12. A method for estimating signal quality in a mobile telecommunication network, comprising the steps of: generating an estimated offset between a first frequency band and a second frequency band in a code division multiple access (CDMA) network; measuring a signal quality for the first frequency band; and calculating an estimated signal quality for the second frequency band using the estimated quality offset and the measured signal quality for the first frequency band.

13. The method of claim 12, wherein the step of generating an estimated quality offset includes setting an initial estimated quality offset based on an amount of interference in each of the first frequency band and the second frequency band.

14. The method of claim 12, wherein the step of generating an estimated quality offset includes setting an initial estimated quality offset based on a preselected threshold for initiating hard handoffs between the first frequency band and the second frequency band.

15. The method of claim 12, further comprising the step of performing a hard handoff from the first frequency band to the second frequency band in response to the estimated signal quality being above a predetermined threshold.

16. The method of claim 15, further comprising the steps of: measuring an actual signal quality for the second frequency band after performing the hard handoff; and calculating an actual quality offset using the measured signal quality for the first frequency band and the measured signal quality for the second frequency band.

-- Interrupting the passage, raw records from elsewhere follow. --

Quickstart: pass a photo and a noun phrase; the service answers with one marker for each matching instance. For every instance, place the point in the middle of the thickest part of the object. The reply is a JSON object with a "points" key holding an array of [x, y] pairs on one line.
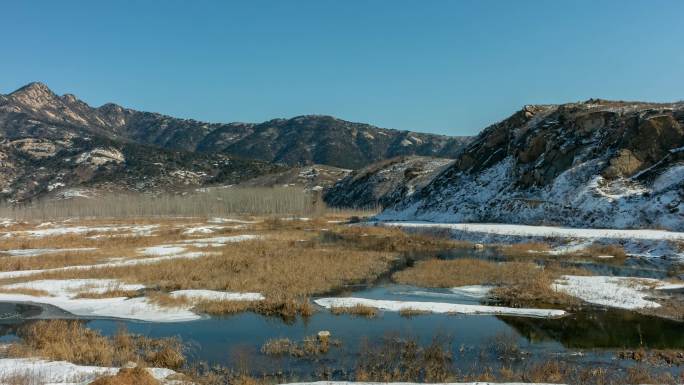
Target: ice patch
{"points": [[231, 220], [64, 294], [472, 291], [544, 231], [62, 372], [619, 292], [39, 252], [162, 250], [438, 307]]}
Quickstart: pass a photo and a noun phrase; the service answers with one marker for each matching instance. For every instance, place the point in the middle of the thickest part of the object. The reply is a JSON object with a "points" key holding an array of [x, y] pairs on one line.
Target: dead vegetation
{"points": [[64, 340], [356, 310], [667, 357], [400, 360]]}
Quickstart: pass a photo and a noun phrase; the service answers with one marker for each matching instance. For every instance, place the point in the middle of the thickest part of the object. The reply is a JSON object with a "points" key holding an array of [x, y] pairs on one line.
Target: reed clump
{"points": [[68, 340]]}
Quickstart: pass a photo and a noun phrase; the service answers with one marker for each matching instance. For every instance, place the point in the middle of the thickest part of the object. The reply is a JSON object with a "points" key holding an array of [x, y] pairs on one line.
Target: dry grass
{"points": [[538, 250], [668, 357], [309, 347], [113, 293], [519, 283], [409, 313], [125, 376], [356, 310], [278, 269], [63, 340], [388, 239], [25, 291]]}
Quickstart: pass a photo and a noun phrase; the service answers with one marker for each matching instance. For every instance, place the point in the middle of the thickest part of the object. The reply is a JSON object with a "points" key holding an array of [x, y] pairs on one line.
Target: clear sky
{"points": [[450, 67]]}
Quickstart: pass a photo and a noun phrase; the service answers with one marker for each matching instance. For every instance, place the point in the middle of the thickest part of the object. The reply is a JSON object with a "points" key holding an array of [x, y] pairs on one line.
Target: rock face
{"points": [[595, 164], [315, 177], [303, 140], [51, 143], [385, 183], [315, 139]]}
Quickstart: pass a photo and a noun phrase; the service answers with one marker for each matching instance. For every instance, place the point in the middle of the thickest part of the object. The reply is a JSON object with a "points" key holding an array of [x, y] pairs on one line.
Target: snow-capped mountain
{"points": [[594, 164]]}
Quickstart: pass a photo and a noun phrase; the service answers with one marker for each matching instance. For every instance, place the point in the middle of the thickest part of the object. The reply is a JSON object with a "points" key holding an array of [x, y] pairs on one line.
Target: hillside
{"points": [[49, 147], [385, 183], [303, 140], [596, 164]]}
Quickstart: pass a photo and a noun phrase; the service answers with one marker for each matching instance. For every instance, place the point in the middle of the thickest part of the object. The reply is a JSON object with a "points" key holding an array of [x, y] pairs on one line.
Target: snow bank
{"points": [[544, 231], [39, 252], [412, 383], [162, 250], [62, 372], [116, 263], [64, 293], [230, 220], [619, 292], [219, 241], [437, 307]]}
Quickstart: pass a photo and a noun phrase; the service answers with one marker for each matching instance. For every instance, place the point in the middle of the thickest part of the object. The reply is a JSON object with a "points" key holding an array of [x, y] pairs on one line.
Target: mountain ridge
{"points": [[592, 164], [296, 141]]}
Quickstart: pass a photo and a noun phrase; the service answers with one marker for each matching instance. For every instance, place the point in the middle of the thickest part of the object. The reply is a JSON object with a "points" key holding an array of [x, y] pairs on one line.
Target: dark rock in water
{"points": [[59, 146], [592, 164]]}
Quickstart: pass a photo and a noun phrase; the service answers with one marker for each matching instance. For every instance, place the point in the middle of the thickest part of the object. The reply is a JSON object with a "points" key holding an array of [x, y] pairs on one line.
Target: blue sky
{"points": [[450, 67]]}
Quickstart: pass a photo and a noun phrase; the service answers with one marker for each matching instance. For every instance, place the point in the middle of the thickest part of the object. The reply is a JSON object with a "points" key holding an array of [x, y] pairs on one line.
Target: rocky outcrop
{"points": [[385, 183], [595, 164]]}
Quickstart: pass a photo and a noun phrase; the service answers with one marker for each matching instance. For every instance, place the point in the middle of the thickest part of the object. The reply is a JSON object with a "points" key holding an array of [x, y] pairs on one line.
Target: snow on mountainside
{"points": [[592, 164], [384, 183]]}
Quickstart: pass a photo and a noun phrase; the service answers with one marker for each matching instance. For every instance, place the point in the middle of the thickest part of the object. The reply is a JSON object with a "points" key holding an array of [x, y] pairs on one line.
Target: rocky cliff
{"points": [[597, 164]]}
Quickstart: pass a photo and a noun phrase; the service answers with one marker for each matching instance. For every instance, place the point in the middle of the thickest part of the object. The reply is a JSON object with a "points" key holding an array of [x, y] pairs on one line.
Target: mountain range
{"points": [[593, 164]]}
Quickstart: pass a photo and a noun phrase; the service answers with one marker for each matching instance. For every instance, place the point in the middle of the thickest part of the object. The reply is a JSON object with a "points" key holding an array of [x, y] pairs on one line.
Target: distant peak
{"points": [[34, 94], [34, 87]]}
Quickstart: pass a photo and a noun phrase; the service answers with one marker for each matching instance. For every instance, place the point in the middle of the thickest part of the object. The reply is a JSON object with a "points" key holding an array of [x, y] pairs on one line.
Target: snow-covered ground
{"points": [[64, 295], [619, 292], [643, 243], [63, 373], [437, 307], [213, 295], [39, 252], [115, 263], [413, 383]]}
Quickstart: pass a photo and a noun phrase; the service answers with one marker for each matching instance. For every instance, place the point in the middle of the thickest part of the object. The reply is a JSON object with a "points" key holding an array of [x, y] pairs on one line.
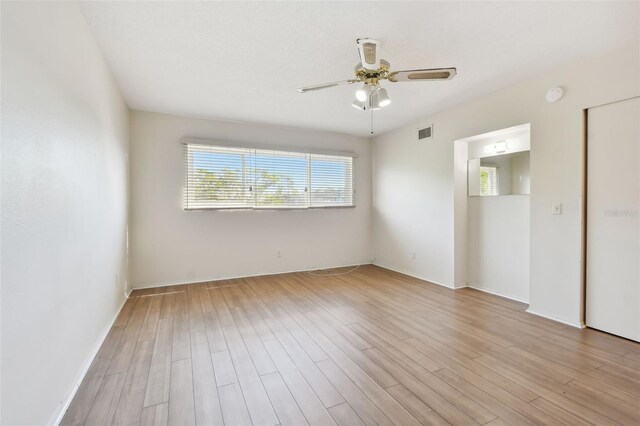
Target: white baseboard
{"points": [[484, 290], [556, 319], [57, 417], [260, 274], [414, 276]]}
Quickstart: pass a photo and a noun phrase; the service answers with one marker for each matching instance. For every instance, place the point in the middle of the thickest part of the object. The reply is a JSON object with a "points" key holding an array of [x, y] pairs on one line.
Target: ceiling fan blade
{"points": [[324, 86], [368, 51], [421, 75]]}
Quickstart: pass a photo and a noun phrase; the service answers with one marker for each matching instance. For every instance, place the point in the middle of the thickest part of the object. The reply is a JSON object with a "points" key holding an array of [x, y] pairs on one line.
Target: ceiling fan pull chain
{"points": [[371, 120]]}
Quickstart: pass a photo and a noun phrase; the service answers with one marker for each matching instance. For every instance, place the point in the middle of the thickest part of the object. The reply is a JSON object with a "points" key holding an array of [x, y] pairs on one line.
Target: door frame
{"points": [[583, 207]]}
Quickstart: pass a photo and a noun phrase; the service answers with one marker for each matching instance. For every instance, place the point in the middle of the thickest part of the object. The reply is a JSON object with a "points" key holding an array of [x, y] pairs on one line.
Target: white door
{"points": [[613, 219]]}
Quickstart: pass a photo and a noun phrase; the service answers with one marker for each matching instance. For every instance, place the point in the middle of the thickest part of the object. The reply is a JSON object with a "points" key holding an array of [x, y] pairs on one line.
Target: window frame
{"points": [[252, 150]]}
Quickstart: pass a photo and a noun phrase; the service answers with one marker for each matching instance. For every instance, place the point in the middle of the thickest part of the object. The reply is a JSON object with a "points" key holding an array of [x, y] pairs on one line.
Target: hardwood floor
{"points": [[370, 347]]}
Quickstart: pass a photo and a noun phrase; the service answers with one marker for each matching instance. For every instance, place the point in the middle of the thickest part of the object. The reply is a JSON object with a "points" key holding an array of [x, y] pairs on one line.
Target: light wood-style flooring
{"points": [[370, 347]]}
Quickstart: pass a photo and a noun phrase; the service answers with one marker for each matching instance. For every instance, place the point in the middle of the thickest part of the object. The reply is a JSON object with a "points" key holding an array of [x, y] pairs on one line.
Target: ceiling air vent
{"points": [[426, 133]]}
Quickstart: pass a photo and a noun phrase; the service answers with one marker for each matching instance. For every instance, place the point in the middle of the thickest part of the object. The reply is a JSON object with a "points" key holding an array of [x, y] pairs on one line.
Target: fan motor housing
{"points": [[366, 75]]}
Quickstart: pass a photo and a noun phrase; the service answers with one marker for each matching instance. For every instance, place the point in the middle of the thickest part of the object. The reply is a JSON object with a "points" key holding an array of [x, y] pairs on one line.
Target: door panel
{"points": [[613, 222]]}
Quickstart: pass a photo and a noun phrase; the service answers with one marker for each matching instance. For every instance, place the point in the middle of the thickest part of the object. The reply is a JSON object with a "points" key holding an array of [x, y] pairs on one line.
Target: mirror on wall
{"points": [[506, 174]]}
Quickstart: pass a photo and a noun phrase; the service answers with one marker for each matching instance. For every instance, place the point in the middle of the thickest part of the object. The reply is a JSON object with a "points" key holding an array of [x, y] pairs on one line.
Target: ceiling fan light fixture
{"points": [[363, 93], [383, 98]]}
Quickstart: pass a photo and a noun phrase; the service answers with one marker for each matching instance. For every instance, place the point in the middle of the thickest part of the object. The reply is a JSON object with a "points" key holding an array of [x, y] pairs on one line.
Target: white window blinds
{"points": [[488, 180], [231, 178]]}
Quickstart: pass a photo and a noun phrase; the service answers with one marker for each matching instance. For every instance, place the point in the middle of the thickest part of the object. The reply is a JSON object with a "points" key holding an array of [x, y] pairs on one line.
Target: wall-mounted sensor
{"points": [[554, 94]]}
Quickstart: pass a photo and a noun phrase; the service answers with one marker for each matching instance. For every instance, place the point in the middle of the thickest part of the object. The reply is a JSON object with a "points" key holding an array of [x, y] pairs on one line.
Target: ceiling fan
{"points": [[371, 70]]}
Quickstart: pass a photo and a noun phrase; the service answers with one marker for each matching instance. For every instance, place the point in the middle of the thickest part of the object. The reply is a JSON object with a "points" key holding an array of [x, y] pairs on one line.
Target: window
{"points": [[242, 178], [488, 180]]}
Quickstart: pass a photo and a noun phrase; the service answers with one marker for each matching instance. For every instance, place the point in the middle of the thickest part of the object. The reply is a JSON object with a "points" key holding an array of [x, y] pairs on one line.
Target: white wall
{"points": [[413, 181], [170, 245], [64, 206], [498, 245]]}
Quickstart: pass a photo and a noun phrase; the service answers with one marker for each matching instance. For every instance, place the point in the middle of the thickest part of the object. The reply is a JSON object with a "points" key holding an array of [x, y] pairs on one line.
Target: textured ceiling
{"points": [[244, 60]]}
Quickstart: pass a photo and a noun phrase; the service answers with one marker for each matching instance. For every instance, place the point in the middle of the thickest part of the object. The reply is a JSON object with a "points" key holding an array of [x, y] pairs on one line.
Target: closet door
{"points": [[613, 219]]}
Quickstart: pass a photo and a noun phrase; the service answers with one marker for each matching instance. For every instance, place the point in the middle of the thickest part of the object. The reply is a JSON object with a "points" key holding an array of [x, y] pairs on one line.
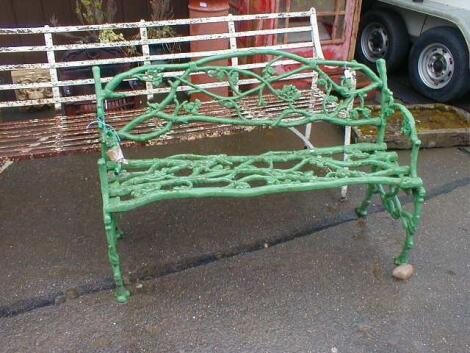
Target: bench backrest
{"points": [[341, 103]]}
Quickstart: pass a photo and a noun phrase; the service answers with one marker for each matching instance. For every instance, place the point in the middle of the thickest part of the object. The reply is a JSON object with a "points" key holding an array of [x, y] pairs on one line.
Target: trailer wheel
{"points": [[382, 35], [439, 64]]}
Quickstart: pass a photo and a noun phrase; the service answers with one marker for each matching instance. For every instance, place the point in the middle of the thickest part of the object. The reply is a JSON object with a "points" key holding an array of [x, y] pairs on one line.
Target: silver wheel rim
{"points": [[436, 66], [375, 41]]}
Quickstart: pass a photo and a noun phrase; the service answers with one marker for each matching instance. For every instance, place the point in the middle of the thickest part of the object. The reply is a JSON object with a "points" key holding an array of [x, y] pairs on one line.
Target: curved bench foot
{"points": [[403, 272]]}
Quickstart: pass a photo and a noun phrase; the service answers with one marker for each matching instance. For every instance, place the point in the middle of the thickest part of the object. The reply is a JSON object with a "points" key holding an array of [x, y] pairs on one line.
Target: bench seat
{"points": [[270, 101], [141, 182]]}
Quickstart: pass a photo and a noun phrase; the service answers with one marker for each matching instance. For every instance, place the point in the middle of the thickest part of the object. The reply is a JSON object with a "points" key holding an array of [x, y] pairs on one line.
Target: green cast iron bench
{"points": [[258, 98]]}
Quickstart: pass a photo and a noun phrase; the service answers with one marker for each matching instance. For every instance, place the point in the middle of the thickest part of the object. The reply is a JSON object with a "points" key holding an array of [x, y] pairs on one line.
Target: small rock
{"points": [[60, 299], [403, 272], [71, 293], [139, 287]]}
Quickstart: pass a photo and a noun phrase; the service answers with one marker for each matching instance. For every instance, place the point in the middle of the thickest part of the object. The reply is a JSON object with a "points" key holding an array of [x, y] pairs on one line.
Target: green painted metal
{"points": [[129, 184]]}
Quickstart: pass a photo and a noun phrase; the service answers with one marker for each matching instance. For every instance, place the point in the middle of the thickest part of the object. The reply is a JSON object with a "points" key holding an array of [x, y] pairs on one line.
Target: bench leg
{"points": [[361, 211], [410, 223], [122, 294], [119, 232]]}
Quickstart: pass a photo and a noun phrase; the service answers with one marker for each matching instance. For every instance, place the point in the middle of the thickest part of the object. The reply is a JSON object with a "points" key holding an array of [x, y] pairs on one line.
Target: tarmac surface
{"points": [[287, 273]]}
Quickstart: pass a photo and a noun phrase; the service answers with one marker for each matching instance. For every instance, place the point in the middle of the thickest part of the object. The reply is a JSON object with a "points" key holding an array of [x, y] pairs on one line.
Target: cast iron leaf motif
{"points": [[289, 93], [192, 107]]}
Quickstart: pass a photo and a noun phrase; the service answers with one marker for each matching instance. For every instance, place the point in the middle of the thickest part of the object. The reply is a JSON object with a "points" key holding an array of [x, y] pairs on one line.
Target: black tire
{"points": [[455, 81], [387, 27]]}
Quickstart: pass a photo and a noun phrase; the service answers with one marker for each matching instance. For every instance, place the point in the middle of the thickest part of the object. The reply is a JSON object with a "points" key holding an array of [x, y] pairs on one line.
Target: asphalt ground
{"points": [[286, 273]]}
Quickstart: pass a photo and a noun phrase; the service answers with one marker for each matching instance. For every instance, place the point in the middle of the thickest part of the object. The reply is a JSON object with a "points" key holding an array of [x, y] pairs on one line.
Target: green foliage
{"points": [[95, 12]]}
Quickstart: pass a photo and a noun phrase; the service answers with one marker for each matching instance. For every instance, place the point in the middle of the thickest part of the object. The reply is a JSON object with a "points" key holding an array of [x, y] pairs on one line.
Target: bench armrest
{"points": [[409, 129]]}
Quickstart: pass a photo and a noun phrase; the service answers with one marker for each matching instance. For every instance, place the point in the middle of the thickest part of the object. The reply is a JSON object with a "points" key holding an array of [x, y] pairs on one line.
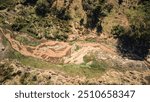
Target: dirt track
{"points": [[54, 50], [47, 51]]}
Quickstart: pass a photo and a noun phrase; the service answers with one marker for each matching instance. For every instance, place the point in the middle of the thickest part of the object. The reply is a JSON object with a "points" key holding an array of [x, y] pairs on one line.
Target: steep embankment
{"points": [[12, 72]]}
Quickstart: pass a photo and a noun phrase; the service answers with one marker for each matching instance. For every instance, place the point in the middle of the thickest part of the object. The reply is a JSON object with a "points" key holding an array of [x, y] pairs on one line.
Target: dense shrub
{"points": [[30, 2], [41, 9], [118, 31]]}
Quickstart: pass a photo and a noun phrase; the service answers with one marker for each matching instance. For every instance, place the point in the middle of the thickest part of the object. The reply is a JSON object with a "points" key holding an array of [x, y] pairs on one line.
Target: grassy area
{"points": [[69, 69]]}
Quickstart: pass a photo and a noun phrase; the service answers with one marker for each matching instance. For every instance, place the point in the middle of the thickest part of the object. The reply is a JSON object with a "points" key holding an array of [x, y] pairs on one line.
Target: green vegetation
{"points": [[95, 70], [118, 31], [92, 62]]}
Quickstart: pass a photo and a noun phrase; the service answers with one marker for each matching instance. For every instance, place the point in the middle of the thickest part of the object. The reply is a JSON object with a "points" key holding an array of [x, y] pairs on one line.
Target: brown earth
{"points": [[12, 72], [47, 51]]}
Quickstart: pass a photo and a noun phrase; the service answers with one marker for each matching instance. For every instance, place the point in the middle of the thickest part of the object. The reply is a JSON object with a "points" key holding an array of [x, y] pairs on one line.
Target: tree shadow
{"points": [[136, 49]]}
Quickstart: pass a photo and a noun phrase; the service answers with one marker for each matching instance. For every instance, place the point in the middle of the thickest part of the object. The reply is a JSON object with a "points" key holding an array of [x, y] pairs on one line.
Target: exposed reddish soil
{"points": [[47, 51]]}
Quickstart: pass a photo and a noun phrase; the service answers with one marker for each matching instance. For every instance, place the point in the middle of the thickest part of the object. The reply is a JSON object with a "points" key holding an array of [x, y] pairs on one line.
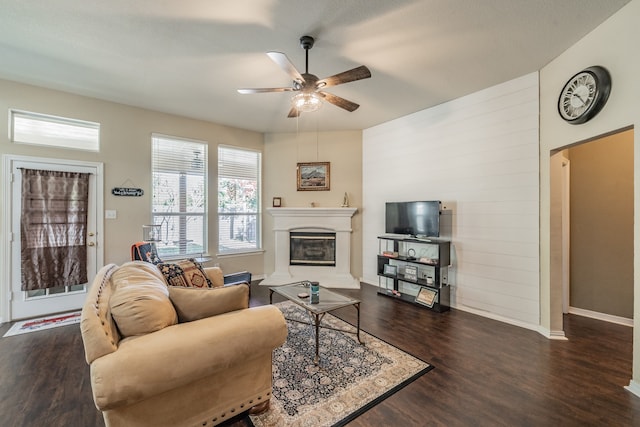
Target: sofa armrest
{"points": [[239, 277], [152, 364], [198, 303]]}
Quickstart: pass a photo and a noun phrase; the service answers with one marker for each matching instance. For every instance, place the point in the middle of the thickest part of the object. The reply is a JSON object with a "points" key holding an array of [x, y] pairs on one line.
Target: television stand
{"points": [[420, 278]]}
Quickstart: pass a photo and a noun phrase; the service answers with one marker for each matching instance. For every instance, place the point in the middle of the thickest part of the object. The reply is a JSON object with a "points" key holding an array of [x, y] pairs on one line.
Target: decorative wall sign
{"points": [[127, 191], [313, 176]]}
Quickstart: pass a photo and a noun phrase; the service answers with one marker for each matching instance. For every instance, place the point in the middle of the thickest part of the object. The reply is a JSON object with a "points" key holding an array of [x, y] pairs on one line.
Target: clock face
{"points": [[584, 95], [578, 96]]}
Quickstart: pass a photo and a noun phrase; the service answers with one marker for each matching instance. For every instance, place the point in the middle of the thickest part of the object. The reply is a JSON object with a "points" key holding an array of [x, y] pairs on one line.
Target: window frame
{"points": [[90, 141], [258, 213], [183, 242]]}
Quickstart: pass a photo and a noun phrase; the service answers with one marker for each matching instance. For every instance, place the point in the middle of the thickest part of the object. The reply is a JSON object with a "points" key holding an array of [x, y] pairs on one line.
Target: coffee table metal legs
{"points": [[317, 320]]}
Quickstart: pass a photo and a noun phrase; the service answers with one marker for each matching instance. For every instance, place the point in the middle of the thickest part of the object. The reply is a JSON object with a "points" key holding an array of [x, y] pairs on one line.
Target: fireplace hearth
{"points": [[312, 244], [312, 248]]}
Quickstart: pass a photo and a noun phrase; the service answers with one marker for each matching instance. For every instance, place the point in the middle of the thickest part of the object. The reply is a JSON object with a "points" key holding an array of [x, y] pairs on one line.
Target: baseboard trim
{"points": [[601, 316], [633, 387]]}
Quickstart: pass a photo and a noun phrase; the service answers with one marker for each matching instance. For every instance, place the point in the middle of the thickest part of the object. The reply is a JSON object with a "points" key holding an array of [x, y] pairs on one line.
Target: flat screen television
{"points": [[417, 219]]}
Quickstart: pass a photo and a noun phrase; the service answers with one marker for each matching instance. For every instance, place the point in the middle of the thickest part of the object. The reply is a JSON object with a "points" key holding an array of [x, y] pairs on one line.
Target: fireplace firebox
{"points": [[312, 248]]}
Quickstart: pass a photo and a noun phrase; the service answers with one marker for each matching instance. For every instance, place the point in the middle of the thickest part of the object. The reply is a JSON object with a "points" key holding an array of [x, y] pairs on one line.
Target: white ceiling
{"points": [[188, 57]]}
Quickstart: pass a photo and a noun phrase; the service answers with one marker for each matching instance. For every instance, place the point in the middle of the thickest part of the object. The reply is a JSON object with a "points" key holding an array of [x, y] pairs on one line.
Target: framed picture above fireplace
{"points": [[313, 176]]}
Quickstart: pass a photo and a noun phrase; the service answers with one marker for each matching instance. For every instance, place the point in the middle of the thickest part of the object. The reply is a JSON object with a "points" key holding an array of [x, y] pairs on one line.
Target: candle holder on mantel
{"points": [[151, 233]]}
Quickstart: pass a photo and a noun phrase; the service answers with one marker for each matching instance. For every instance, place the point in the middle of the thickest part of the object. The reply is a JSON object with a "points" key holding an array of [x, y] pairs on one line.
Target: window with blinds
{"points": [[52, 131], [239, 216], [179, 190]]}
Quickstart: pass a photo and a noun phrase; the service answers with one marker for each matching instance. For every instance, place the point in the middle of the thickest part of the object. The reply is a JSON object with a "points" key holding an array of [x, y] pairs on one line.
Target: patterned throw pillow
{"points": [[186, 273]]}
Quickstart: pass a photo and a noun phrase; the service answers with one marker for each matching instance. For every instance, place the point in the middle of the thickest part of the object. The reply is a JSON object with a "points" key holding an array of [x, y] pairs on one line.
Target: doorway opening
{"points": [[592, 215]]}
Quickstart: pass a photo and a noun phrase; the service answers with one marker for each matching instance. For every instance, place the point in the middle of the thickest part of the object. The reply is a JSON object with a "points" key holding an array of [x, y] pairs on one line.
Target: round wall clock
{"points": [[584, 95]]}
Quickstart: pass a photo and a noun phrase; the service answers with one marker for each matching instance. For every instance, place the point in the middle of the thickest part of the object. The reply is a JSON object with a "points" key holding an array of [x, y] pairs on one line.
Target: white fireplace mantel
{"points": [[338, 220]]}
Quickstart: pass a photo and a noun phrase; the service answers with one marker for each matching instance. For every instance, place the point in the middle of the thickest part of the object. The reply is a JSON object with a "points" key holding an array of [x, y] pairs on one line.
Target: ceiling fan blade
{"points": [[339, 102], [284, 63], [354, 74], [265, 90], [293, 112]]}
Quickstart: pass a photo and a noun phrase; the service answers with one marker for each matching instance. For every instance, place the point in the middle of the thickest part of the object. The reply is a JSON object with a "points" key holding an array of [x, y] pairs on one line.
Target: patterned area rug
{"points": [[33, 325], [350, 378]]}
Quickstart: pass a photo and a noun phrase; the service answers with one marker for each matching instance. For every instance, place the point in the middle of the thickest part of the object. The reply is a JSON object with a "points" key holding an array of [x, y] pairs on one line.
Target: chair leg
{"points": [[260, 408]]}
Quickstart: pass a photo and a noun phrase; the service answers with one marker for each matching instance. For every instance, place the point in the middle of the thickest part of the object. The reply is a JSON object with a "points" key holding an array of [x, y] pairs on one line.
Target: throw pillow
{"points": [[186, 273], [140, 301], [193, 303]]}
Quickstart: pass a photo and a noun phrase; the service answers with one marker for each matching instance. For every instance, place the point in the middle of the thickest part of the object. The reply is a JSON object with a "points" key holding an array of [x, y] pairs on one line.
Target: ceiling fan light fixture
{"points": [[306, 102]]}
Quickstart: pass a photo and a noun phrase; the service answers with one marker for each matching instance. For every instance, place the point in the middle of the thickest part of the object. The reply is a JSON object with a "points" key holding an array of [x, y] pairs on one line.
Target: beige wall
{"points": [[126, 154], [608, 46], [282, 151], [602, 225]]}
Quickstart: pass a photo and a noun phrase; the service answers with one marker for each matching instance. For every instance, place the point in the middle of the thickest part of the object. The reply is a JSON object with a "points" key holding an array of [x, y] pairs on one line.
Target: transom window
{"points": [[239, 216], [179, 187], [52, 131]]}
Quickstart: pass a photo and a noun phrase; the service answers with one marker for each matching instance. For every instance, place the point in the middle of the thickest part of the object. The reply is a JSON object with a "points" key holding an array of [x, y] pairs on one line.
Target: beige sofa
{"points": [[166, 356]]}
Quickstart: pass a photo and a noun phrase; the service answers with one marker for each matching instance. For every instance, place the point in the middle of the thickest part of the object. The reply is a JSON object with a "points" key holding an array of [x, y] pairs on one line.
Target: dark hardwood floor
{"points": [[487, 373]]}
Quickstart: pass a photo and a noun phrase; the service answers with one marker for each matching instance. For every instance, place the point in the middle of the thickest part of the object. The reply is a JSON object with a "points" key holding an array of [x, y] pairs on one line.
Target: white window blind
{"points": [[61, 132], [179, 178], [239, 216]]}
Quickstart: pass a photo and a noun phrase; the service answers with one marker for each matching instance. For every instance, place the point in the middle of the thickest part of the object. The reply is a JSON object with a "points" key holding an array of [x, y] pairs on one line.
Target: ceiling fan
{"points": [[310, 88]]}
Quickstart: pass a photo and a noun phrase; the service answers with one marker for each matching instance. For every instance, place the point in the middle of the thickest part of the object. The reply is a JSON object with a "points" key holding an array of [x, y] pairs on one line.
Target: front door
{"points": [[25, 304]]}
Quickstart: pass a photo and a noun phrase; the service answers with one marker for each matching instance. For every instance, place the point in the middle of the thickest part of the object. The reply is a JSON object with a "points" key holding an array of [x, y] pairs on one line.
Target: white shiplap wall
{"points": [[479, 156]]}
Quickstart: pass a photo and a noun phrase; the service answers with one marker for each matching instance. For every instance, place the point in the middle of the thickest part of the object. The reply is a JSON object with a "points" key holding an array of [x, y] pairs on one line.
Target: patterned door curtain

17. The method of claim 16, further comprising the step of generating an updated estimated quality offset using the current estimated quality offset and the calculated actual quality offset.

18. The method of claim 12, wherein the step of generating an estimated quality offset comprises updating a previous estimated quality offset based at least in part on measurements conducted by a mobile station in the first frequency band before performing a hard handoff and in the second frequency band after performing the hard handoff.

19. The method of claim 12, wherein the estimated quality offset is associated with a predetermined territory.

20. A method for estimating signal quality in a mobile telecommunication network, comprising the steps of: generating a first estimated quality offset between a first frequency band and a second frequency band in a first code division multiple access (CDMA) cell; generating a second estimated quality offset between the first frequency band and the second frequency band in a second code division multiple access (CDMA) cell; measuring, at a mobile station in a soft handover mode involving the first cell and the second cell, a signal quality for the first frequency band for signals received from each of the first and second cells; and calculating an estimated signal quality for the second frequency band using the measured signal qualities and the estimated quality offsets, wherein said calculation includes weighting the measured signal qualities and the estimated quality offsets based on a percentage of signal received from the first cell and a percentage of signal received from the second cell.